Nel corso dell'audizione Cooke ha ripercorso anche i principali risultati dell'attività dell'Agenzia nel 2025. L'EMA ha espresso 104 raccomandazioni positive per nuovi medicinali per uso umano, tra cui trattamenti per la malattia di Alzheimer in fase iniziale, un farmaco per ritardare la progressione del diabete di tipo 1 e una nuova terapia per la prevenzione dell'HIV da somministrare due volte l'anno. Nel settore veterinario sono state formulate 30 raccomandazioni positive, di cui sette relative a vaccini destinati a rafforzare la risposta alle emergenze sanitarie animali, il numero più elevato registrato dall'Agenzia dalla sua istituzione nel 1995.

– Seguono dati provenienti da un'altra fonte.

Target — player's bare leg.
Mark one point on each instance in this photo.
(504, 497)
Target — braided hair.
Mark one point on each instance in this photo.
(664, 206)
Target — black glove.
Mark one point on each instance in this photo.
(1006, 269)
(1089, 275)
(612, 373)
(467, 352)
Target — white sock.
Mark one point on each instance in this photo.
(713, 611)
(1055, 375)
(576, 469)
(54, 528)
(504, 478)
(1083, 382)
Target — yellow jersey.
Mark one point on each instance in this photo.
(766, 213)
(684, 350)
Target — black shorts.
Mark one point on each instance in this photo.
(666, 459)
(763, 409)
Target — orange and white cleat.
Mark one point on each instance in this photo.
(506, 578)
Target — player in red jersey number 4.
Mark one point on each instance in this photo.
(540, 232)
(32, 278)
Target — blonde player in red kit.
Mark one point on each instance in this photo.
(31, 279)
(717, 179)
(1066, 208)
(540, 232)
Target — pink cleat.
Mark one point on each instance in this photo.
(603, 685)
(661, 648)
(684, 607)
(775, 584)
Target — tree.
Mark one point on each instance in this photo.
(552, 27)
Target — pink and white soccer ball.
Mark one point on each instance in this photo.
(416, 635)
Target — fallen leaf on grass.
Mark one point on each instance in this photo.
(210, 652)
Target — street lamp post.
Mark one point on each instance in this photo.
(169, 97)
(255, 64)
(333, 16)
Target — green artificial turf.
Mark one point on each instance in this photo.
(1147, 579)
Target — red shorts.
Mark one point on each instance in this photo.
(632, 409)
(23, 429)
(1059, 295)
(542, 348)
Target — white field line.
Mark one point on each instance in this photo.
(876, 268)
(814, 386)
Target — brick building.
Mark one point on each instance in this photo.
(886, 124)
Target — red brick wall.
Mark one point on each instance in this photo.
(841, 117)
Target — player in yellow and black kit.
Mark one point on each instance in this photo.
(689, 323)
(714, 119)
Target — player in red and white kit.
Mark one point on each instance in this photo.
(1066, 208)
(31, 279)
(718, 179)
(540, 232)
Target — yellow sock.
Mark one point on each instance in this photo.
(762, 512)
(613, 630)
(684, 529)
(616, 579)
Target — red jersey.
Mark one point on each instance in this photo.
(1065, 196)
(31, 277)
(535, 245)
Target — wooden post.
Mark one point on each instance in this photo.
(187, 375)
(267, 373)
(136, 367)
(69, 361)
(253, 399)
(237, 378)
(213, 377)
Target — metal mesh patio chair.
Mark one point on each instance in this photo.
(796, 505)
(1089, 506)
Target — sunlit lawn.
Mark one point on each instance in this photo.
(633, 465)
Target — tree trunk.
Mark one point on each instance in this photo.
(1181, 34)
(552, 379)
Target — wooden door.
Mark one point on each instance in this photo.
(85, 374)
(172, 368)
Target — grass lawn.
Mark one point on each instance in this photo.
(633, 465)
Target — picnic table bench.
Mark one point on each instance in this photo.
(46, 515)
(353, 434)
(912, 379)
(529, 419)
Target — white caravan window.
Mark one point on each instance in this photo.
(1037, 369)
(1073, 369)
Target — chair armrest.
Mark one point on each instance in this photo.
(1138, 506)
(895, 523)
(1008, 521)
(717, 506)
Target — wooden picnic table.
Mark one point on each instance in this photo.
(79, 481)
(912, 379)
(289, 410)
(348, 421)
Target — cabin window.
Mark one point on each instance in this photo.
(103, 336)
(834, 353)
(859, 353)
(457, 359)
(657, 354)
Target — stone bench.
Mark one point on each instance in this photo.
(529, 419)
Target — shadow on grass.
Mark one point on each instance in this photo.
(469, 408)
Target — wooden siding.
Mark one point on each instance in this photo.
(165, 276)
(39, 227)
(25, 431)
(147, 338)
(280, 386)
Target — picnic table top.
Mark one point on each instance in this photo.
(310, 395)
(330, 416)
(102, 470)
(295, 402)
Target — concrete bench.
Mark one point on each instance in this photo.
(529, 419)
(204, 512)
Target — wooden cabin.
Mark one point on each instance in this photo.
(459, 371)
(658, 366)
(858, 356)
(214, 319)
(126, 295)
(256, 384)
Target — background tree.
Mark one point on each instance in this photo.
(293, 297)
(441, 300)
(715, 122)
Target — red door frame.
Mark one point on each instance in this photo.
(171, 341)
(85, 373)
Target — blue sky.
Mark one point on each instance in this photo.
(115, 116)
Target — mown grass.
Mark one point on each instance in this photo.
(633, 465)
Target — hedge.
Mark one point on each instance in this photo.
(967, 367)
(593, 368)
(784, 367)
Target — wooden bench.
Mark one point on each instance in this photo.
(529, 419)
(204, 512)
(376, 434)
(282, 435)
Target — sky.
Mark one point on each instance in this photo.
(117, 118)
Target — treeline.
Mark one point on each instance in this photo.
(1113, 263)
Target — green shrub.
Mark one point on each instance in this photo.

Tra le priorità illustrate figura anche la salute delle donne. L'EMA intende rafforzare il monitoraggio della rappresentatività femminile negli studi clinici, promuovere un uso più esteso dei dati di pratica clinica per comprendere meglio le differenze di risposta ai trattamenti e intensificare le attività sulla sicurezza dei farmaci in gravidanza e durante l'allattamento. Per settembre è previsto un workshop dedicato alla salute femminile con i partner della rete regolatoria europea per individuare le principali lacune e definire un piano di lavoro.

Cooke ha inoltre ricordato il rafforzamento degli strumenti europei per la gestione delle emergenze sanitarie, citando il ruolo svolto dall'EMA durante le emergenze legate a COVID-19, mpox, hantavirus ed Ebola e l'attività dell'Emergency Task Force e del Medicines Shortages Steering Group. Sul fronte della ricerca clinica, l'Agenzia ha evidenziato che nei primi quattro anni di attività del Clinical Trials Information System (CTIS) sono stati gestiti oltre 14.000 studi clinici, oggi consultabili attraverso una banca dati pubblica e una mappa interattiva dedicata a pazienti e professionisti sanitari.